Aliansi BEM se-Surabaya Tegaskan Semangat Reformasi Belum Usai melalui Peluncuran Buku

Aliansi BEM se-Surabaya Tegaskan Semangat Reformasi Belum Usai melalui Peluncuran Buku

MAKLUMAT — Aliansi BEM se-Surabaya (ABS) menggelar rangkaian kegiatan bertema “Dari Kota Pahlawan: Meneguhkan Persatuan Mahasiswa, Menggelorakan Semangat Sumpah Pemuda” di At-Tauhid Tower Lantai 13 Universitas Muhammadiyah Surabaya, Jumat (31/10/2025).

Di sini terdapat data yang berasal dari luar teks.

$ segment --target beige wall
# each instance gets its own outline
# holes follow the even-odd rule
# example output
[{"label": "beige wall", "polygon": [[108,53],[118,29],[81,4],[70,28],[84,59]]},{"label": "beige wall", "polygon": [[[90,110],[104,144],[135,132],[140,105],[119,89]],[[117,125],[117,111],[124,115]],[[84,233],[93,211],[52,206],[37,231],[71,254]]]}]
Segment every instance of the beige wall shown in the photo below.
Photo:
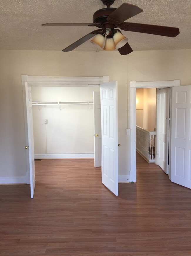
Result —
[{"label": "beige wall", "polygon": [[156,88],[144,88],[143,128],[153,132],[156,128]]},{"label": "beige wall", "polygon": [[180,79],[181,85],[191,84],[191,50],[133,52],[128,56],[118,52],[4,50],[0,60],[0,177],[24,176],[26,171],[21,74],[109,76],[110,81],[118,80],[121,175],[128,174],[130,166],[130,138],[125,135],[130,126],[130,81]]},{"label": "beige wall", "polygon": [[142,88],[136,89],[136,125],[143,128],[144,90]]}]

Acara ini dihadiri perwakilan BEM dari berbagai daerah di Jawa Timur, mulai dari Sidoarjo, Tulungagung, Lamongan, Sampang, hingga Pasuruan.

Rangkaian kegiatan tersebut mencakup Pengukuhan Kepengurusan, Rapat Kerja, Simposium Sumpah Pemuda, serta peluncuran buku “Reformasi Belum Usai”. Buku ini menjadi salah satu agenda penting karena berangkat dari kegelisahan intelektual mahasiswa terhadap arah reformasi Indonesia pasca-1998.

Koordinator Umum ABS, Nasrawi, menjelaskan bahwa buku tersebut ditulis sebagai refleksi atas dua dekade perjalanan reformasi yang dinilai masih berkutat pada aspek prosedural ketimbang substansial.

“Guillermo O’Donnell menyebut fenomena ini sebagai delegative democracy, di mana rakyat hanya berdaulat di bilik suara, tapi kehilangan kendali setelahnya,” ujarnya.

Nasrawi menilai, buku Reformasi Belum Usai mengajak pembaca menelaah kembali cita-cita keadilan sosial yang menjadi roh reformasi. Namun, menurutnya, cita-cita itu kini tersandera oleh kepentingan oligarki kekuasaan, sebagaimana dikemukakan Jeffrey Winters dalam Oligarchy.

“Buku ini merefleksikan empat cabang kekuasaan negara, eksekutif, legislatif, yudikatif, dan aparat penegak hukum, melalui pisau analisis teori dan riset terbaru,” jelasnya.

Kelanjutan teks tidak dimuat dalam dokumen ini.